Irene Vida Gala – Reprodução
Por mais que um século tenha se passado desde a aprovação de Maria José, a diplomacia brasileira não presenciou grandes mudanças. De acordo com o Anuário do Instituto Rio Branco (2020), de 1953 a 2019, 2.235 candidatos foram aprovados no Concurso de Admissão à Carreira de Diplomata (CACD). Desses, apenas 454 (20,3%) eram mulheres.
“Há variáveis que ajudam a explicar essa predominância masculina. A primeira delas é estrutural. No mundo do trabalho, os homens são a maioria nos espaços de decisão, privilégio e salário”, afirma Karla Gobo, doutora em Sociologia pela Unicamp e autora do artigo Da Exclusão à Inclusão Consentida: Negros e Mulheres na Diplomacia Brasileira (2018). “Enquanto os homens seriam o polo racional, objetivo e afeito à vida pública, as mulheres seriam emotivas, menos objetivas e voltadas aos cuidados da vida privada”.
Assim sendo, no ano de 2018, por conta do centenário da posse de Maria José, o Itamaraty lançou a campanha #maismulheresdiplomatas.

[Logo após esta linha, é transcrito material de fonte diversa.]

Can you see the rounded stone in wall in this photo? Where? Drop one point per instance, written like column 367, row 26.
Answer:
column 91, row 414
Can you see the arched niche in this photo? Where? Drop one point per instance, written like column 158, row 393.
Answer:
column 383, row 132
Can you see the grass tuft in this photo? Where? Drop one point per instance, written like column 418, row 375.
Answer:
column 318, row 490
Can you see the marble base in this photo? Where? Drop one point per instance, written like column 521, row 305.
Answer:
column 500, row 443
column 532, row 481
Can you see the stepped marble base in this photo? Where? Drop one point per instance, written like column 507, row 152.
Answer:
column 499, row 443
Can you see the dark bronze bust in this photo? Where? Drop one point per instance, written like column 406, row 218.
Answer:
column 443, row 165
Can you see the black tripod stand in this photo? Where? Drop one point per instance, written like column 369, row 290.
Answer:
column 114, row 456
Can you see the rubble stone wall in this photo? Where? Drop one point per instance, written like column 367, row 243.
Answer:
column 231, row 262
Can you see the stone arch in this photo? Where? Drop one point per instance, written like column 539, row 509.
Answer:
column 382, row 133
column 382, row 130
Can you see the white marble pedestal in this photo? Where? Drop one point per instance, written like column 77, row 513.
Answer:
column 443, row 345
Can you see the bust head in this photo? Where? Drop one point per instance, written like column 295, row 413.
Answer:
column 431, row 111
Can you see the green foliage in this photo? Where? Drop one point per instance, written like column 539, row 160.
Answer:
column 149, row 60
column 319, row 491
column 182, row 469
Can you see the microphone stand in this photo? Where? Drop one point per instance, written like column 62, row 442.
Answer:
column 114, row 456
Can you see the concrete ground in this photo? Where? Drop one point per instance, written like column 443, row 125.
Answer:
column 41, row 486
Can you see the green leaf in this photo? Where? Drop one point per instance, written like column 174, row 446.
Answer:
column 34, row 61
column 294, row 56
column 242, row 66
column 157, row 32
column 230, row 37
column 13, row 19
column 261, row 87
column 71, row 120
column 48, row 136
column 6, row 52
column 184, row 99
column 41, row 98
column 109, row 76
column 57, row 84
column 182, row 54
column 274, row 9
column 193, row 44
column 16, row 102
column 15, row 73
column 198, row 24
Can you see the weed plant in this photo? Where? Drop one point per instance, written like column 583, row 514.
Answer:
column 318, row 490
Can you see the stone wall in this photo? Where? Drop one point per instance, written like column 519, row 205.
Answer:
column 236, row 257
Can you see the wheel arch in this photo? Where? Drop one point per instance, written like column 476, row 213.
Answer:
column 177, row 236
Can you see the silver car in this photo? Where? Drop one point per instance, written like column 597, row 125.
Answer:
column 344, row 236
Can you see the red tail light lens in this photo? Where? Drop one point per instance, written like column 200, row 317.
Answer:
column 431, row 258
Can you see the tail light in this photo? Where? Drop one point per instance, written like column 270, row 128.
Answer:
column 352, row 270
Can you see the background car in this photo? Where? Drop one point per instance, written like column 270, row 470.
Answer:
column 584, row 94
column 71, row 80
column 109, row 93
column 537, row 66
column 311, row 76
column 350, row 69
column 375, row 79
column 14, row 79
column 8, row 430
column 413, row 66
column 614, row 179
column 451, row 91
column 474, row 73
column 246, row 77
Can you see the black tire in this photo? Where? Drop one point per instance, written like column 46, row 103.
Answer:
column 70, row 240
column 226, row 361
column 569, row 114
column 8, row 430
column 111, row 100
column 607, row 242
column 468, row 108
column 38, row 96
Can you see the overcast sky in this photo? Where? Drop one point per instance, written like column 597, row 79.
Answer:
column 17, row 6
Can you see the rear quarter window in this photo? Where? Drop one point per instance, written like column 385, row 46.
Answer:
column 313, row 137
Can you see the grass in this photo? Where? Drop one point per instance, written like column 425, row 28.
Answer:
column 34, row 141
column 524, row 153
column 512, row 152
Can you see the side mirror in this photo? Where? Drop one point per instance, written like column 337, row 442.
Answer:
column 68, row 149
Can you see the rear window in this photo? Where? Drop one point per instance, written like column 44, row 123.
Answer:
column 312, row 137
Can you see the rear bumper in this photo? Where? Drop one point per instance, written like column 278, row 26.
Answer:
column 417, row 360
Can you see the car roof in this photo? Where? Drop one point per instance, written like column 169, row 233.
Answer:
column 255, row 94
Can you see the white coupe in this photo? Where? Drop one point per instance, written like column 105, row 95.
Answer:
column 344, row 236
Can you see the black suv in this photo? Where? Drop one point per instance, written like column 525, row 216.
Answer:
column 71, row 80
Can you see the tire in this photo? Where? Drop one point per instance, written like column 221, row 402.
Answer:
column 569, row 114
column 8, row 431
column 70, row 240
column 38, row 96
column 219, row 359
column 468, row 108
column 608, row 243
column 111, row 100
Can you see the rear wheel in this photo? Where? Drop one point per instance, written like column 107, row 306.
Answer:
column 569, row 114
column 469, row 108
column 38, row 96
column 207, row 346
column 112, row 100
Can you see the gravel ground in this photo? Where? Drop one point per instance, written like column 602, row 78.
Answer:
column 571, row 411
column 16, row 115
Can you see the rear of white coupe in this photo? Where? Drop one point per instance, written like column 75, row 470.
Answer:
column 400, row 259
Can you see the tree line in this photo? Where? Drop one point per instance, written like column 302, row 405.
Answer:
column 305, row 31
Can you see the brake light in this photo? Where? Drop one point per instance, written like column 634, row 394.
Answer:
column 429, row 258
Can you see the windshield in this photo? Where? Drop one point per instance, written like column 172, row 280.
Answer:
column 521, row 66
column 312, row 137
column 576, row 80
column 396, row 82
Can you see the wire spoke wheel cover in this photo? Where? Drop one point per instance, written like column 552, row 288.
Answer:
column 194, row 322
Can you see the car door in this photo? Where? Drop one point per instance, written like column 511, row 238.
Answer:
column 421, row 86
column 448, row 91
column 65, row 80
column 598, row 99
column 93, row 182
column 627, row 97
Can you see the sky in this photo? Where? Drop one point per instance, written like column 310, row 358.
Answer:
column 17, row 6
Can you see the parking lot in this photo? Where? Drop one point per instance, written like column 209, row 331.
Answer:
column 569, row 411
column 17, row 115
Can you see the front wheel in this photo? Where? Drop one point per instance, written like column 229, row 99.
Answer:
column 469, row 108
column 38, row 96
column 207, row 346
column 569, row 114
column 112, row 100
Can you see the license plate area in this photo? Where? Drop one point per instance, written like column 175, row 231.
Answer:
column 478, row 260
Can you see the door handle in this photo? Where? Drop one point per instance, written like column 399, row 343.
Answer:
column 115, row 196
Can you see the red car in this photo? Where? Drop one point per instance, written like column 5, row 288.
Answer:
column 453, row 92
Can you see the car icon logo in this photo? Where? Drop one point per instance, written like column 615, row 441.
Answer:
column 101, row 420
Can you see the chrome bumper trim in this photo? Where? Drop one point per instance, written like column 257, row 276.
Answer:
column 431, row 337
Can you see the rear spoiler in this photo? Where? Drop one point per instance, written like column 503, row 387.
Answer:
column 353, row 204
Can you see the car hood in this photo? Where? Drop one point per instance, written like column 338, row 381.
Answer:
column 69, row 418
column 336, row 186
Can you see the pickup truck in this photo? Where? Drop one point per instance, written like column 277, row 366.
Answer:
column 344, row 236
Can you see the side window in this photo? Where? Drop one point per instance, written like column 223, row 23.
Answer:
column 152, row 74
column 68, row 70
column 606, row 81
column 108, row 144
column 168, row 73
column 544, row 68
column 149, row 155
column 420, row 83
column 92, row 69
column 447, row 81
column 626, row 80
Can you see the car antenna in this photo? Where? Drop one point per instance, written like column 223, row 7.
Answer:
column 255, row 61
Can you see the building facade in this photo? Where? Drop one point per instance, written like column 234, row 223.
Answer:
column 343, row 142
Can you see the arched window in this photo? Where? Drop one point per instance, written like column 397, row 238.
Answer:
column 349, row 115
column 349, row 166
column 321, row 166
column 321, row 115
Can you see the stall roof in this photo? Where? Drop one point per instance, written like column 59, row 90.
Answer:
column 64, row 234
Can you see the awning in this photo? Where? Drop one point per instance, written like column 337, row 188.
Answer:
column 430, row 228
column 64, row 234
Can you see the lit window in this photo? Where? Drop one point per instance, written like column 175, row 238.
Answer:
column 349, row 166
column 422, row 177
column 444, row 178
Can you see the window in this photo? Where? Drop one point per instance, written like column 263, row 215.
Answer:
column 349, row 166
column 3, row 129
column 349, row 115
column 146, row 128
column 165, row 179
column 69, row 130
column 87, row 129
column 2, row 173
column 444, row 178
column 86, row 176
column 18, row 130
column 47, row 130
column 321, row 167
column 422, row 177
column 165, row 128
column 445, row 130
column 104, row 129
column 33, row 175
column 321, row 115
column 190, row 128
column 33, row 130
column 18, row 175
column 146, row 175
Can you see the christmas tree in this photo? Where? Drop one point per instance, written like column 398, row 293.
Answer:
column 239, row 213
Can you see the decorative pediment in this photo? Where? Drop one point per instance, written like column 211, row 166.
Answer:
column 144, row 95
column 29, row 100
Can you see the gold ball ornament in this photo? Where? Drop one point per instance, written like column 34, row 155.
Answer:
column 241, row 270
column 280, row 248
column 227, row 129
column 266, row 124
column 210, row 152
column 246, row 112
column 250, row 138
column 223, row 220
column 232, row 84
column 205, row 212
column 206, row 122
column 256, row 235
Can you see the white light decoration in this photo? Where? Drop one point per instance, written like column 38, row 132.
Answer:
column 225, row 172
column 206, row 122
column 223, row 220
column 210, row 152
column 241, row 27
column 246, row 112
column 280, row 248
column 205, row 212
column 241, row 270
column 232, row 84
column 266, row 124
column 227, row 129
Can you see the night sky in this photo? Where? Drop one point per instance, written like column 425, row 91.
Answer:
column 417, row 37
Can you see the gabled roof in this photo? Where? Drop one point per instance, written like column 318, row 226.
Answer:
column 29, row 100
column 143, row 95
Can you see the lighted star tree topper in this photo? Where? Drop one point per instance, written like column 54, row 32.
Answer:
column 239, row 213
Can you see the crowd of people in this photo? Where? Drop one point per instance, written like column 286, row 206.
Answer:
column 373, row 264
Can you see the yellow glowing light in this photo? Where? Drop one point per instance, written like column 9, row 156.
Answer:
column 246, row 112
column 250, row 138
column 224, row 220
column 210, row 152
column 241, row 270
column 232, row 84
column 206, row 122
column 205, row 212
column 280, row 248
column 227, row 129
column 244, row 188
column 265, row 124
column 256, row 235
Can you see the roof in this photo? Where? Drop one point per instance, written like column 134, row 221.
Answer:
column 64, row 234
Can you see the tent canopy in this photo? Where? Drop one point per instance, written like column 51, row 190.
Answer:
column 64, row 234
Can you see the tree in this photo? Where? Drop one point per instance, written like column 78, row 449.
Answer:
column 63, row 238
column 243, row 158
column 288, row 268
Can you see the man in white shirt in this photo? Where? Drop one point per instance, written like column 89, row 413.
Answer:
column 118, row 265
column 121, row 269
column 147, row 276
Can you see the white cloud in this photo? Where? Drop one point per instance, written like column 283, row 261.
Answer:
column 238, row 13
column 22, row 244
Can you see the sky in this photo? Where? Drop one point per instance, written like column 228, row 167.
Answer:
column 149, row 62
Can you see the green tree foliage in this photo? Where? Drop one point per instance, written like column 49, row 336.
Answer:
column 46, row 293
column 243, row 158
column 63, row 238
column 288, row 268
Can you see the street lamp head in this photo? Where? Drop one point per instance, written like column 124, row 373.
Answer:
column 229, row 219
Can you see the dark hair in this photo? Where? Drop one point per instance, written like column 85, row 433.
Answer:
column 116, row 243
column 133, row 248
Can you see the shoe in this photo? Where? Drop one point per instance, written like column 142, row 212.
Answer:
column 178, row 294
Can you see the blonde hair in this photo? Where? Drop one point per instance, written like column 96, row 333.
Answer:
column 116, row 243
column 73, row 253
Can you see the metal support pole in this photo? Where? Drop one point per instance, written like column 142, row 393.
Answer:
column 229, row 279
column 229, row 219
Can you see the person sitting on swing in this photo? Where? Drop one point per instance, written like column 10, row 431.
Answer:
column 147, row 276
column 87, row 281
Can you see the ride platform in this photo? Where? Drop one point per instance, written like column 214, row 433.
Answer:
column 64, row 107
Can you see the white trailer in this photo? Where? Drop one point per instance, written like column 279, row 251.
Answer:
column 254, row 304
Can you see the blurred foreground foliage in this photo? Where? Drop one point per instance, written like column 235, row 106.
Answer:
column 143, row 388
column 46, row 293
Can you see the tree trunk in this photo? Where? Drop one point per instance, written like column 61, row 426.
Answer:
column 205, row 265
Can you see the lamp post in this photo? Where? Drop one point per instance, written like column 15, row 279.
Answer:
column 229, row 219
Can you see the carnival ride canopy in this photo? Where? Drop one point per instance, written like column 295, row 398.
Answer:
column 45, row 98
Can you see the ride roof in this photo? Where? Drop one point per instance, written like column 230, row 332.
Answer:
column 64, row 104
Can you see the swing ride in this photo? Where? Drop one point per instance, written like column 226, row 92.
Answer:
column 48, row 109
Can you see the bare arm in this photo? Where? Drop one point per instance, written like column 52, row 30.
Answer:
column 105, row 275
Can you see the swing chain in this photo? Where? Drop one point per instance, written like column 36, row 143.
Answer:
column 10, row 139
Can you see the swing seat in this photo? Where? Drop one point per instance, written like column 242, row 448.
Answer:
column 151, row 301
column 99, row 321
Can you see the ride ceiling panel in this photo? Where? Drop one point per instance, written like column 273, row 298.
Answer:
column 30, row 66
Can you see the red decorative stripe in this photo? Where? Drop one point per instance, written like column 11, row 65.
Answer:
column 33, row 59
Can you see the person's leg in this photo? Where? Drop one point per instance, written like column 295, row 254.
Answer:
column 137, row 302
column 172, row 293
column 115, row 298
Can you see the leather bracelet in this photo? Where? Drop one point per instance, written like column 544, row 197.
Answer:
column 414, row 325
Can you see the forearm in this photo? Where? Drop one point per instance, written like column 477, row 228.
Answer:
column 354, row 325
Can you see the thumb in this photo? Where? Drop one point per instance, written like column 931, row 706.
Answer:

Dos 3 mil servidores da pasta, aproximadamente, apenas 37% são mulheres.
Para fins de comparação, de acordo com o Centro Brasileiro de Relações Internacionais (CEBRI), o percentual de embaixadores em outras nações é: Suécia (49%), Filipinas (41%), Austrália (40%), EUA (36%) e Irlanda (35%). Entre os sul-americanos, o melhor índice pertence à Colômbia (28%).
“Não havia nenhuma convicção institucional por trás dessa campanha”, afirma a embaixadora Irene Vida Gala. “Nenhum homem do Itamaraty usou seu lugar de poder para assumir, em alto e bom som, uma posição em defesa do ingresso de mais mulheres na carreira. Foi um blefe para reduzir a pressão. Ou, em linguajar diplomático, para inglês ver. Tudo se resume a uma palavra: querer. É preciso querer ampliar a representatividade. E, até que se prove em contrário, esse desejo não existe”.